Presented by James M. Tate / 11/22/2015 / No comments / 2015 , dean norris , julia roberts , nicole kidman , thriller
REVIEWS OF ROOM & SECRET IN THEIR EYES
The harsh reality that slowly unveils means everything, and yet, what's really important is the kind of LIFE IS BEAUTIFUL theme of a parent allowing her child to become fully accustomed to a nightmarish situation without a clue that anything is wrong. This is how half the movie plays out, and it's a neatly timed, often intense ride. And yet, since the kidnapper resembles a passive bearded accountant, mother and son never seem in that much danger whenever the suspense mounts. Perhaps this is intentional to make their situation feel mundane, and thus, even more creepy and ironic. And to mention too much about the last half would be a spoiler, but it involves our two main characters struggling to accustom themselves to something quite different than what they, and the audience, experienced, and in that aspect, ROOM, no matter where the location, keeps us closely in touch with the people that matter without too many distractions.
Despite being promoted as Julia's film, the buried lead is Chiwetel Ejiofor as Ray, convinced that, after 13-years, he's found the culprit, who was never imprisoned. In that he's pretty much alone, despite having an entire office of former workmates including Nicole Kidman, Dean Norris and Michael Kelly on his side... The latter a tad shady, connected to a close-minded group centered on investigating a Mosque to find out who might be setting up the next New York City bombing: as the story skips from 2001 to 2014 in a somewhat clunky fashion. Ray's hair gets slightly grayed; Julia's a bit longer; and Dean Norris has an awful limp to differentiate decades. Yet the real tragedy of this would be "thriller" is the lack of character-development as the group never seems like a connected whole, lacking chemistry and energy to drive their story forward. Especially Norris and Kelly, both scene-stealing gems on cable TV shows BREAKING BAD and HOUSE OF CARDS, coming across pretty dull on the big screen while Ray's blunt attraction to Kidman's in-charge Claire provides a worthless romantic peripheral.

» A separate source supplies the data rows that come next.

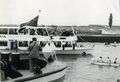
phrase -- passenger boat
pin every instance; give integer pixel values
(11, 39)
(95, 62)
(106, 64)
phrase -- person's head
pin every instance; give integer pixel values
(34, 39)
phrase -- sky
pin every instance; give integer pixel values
(60, 12)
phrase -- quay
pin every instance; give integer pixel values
(99, 38)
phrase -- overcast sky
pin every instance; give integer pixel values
(60, 12)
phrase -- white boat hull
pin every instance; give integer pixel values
(106, 64)
(54, 72)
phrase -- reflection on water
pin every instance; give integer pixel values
(80, 70)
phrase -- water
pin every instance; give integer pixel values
(80, 70)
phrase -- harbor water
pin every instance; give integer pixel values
(80, 68)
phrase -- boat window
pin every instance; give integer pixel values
(12, 31)
(3, 43)
(43, 43)
(57, 44)
(32, 32)
(23, 43)
(3, 30)
(41, 31)
(67, 33)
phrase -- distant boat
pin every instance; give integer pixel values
(66, 43)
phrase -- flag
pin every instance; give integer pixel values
(32, 22)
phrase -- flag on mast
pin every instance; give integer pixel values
(32, 22)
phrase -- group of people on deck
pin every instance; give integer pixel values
(34, 55)
(108, 60)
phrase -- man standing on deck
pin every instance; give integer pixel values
(110, 20)
(34, 60)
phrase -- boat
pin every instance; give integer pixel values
(105, 64)
(53, 72)
(111, 44)
(94, 61)
(66, 43)
(11, 39)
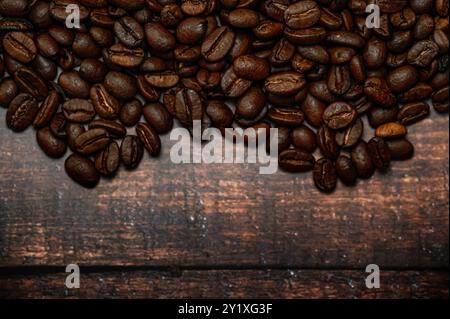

There are a few nicely filmed, suspenseful chase scenes involving the good guys verses the killer, whose entire significance to the story/case, if mentioned at all, would give too much away. Thus, overall, SECRET IN THEIR EYES feels catered to mainstream opening night audiences, lacking the kind of dark, brooding intensity it desperately strives for. And despite the genuine tragedy of a woman's kid being murdered, we never get to know the real life mother/daughter relationship to equal the heavy-handed, melodramatic aftermath.